$H_0 : p = 0.02 \\ H_1 : p ≠ 0.02 \\ n = 200 \\ \bar{p} = \frac{9}{200} = 0.045 \\ α_1 = 0.05$

Test statistic:

$Z = \frac{ \bar{p} -p}{\sqrt{ \frac{p(1-p)}{n}}} \\ Z = \frac{ 0.045 -0.02}{\sqrt{ \frac{(0.02)(0.08)}{200}}} = 2.53$

Critical value:

$Φ(Z_{cr}) = \frac{1 -α_1}{2} = 0.475 \\ Z_{cr}=1.96$

(−∞,−1.96) $\cup$ (1.96,∞) is the rejection region.

The test statistic Z falls into the rejection region. So we reject H₀ and accept H₁.

The efficacy of the treatment using this new drug is not equal to 2%.

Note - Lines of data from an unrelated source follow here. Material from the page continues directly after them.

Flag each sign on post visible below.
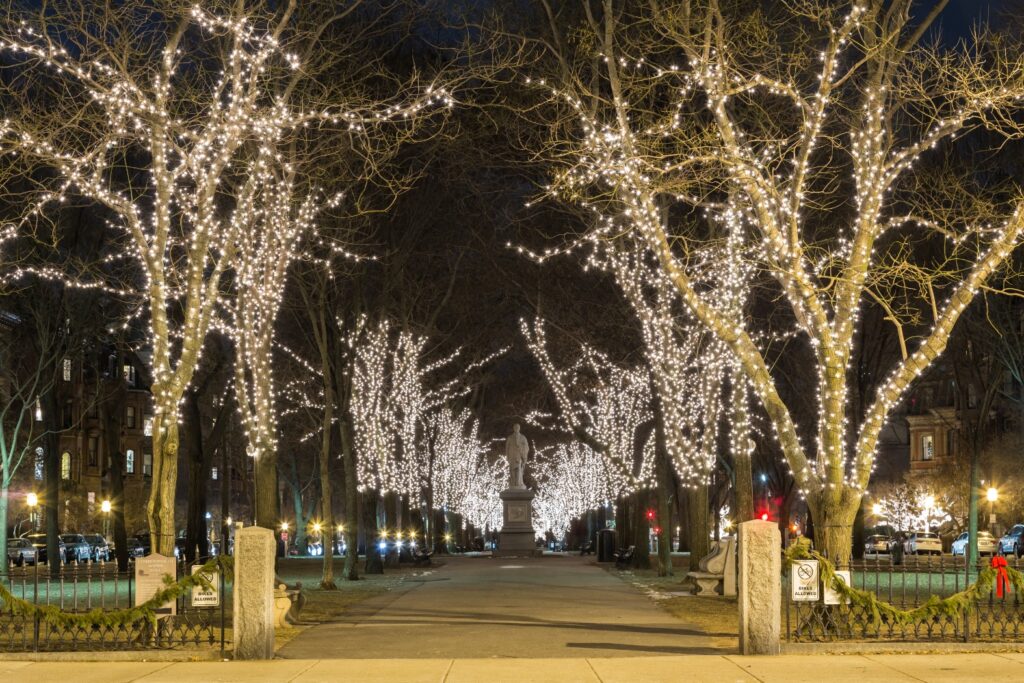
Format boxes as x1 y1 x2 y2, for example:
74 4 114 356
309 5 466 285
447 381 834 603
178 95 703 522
191 564 220 607
790 560 821 602
824 569 850 605
135 553 177 616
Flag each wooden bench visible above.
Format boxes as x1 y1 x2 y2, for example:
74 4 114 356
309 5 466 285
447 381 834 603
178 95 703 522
273 583 306 628
686 537 736 595
612 546 637 569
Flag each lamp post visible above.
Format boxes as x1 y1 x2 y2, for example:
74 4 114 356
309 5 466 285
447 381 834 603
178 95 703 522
25 492 39 528
99 499 111 539
985 486 999 536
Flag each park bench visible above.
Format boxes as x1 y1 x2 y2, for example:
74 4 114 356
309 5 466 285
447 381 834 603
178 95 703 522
413 549 434 566
686 537 736 595
613 546 637 569
273 581 306 628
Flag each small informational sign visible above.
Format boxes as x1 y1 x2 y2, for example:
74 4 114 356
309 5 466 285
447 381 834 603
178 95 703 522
790 560 821 602
193 564 220 607
135 553 176 616
824 569 850 605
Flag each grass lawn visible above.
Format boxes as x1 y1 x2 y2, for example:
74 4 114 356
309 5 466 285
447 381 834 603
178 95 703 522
605 566 739 647
274 557 440 649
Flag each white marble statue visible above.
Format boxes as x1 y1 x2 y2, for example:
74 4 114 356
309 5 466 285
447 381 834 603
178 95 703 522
505 424 529 488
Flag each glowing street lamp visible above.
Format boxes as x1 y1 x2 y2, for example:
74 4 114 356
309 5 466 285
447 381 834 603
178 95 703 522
985 486 999 536
25 492 39 528
99 499 111 538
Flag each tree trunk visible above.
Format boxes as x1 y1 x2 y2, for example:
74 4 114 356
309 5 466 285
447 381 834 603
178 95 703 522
99 386 129 571
255 447 281 529
145 413 179 557
362 490 384 573
686 484 711 571
732 372 754 524
41 385 63 577
318 430 338 590
182 390 209 562
339 419 359 581
633 488 650 569
966 442 981 567
0 481 10 579
808 494 860 566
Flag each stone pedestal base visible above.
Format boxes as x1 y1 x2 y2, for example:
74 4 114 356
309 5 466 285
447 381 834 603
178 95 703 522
494 488 537 557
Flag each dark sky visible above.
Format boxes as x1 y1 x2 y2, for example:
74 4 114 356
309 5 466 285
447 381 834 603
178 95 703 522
922 0 1011 38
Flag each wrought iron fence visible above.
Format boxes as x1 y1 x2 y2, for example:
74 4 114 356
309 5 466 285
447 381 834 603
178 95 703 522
782 555 1024 642
0 562 230 654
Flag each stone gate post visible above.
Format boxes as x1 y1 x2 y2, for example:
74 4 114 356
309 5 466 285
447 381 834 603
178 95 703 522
232 526 278 659
739 519 782 654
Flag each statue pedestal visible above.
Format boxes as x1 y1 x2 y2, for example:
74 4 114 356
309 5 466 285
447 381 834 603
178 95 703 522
494 488 537 557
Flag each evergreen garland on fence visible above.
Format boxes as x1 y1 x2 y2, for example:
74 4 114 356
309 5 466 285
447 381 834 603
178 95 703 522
0 555 234 629
785 539 1024 625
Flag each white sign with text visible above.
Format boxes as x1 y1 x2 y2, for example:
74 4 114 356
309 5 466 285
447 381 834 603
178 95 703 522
790 560 821 602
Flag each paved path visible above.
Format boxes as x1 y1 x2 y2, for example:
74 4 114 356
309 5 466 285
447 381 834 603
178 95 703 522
0 653 1024 683
278 556 736 659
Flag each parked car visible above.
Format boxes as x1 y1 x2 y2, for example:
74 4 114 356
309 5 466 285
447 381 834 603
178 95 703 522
84 533 114 562
126 536 145 557
903 531 942 555
949 531 997 555
22 532 68 564
7 539 36 566
864 533 892 555
60 533 92 563
134 531 153 557
999 524 1024 557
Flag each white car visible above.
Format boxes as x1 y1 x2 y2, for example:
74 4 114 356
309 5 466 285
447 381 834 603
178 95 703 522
950 531 998 555
903 531 942 555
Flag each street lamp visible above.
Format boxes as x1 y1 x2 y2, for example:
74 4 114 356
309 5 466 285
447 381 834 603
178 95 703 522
25 492 39 528
985 486 999 536
99 499 111 539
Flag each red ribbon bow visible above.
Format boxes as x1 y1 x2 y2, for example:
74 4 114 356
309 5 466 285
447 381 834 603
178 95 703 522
991 555 1010 598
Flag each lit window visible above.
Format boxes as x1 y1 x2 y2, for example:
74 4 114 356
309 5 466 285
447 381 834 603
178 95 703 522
35 446 46 481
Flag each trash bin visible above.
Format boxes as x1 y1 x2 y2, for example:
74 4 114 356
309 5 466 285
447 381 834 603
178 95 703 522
597 528 615 562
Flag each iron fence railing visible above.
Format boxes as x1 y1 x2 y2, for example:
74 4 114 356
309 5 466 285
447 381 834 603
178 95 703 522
0 562 230 653
782 554 1024 642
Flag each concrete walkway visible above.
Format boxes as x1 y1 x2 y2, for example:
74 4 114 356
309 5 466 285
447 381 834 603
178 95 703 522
278 556 736 659
0 654 1024 683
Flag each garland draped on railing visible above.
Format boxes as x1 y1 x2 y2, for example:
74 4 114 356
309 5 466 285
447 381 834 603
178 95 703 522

$α_2 = 0.01 \\ Φ(Z_{cr}) = \frac{1 -α_2}{2} = 0.495 \\ Z_{cr}=2.58$

(−∞,−2.58) $\cup$ (2.58,∞) is the rejection region.

The test statistic Z does not fall into the rejection region. So we accept H_0.

The efficacy of the treatment using this new drug is equal to 2%.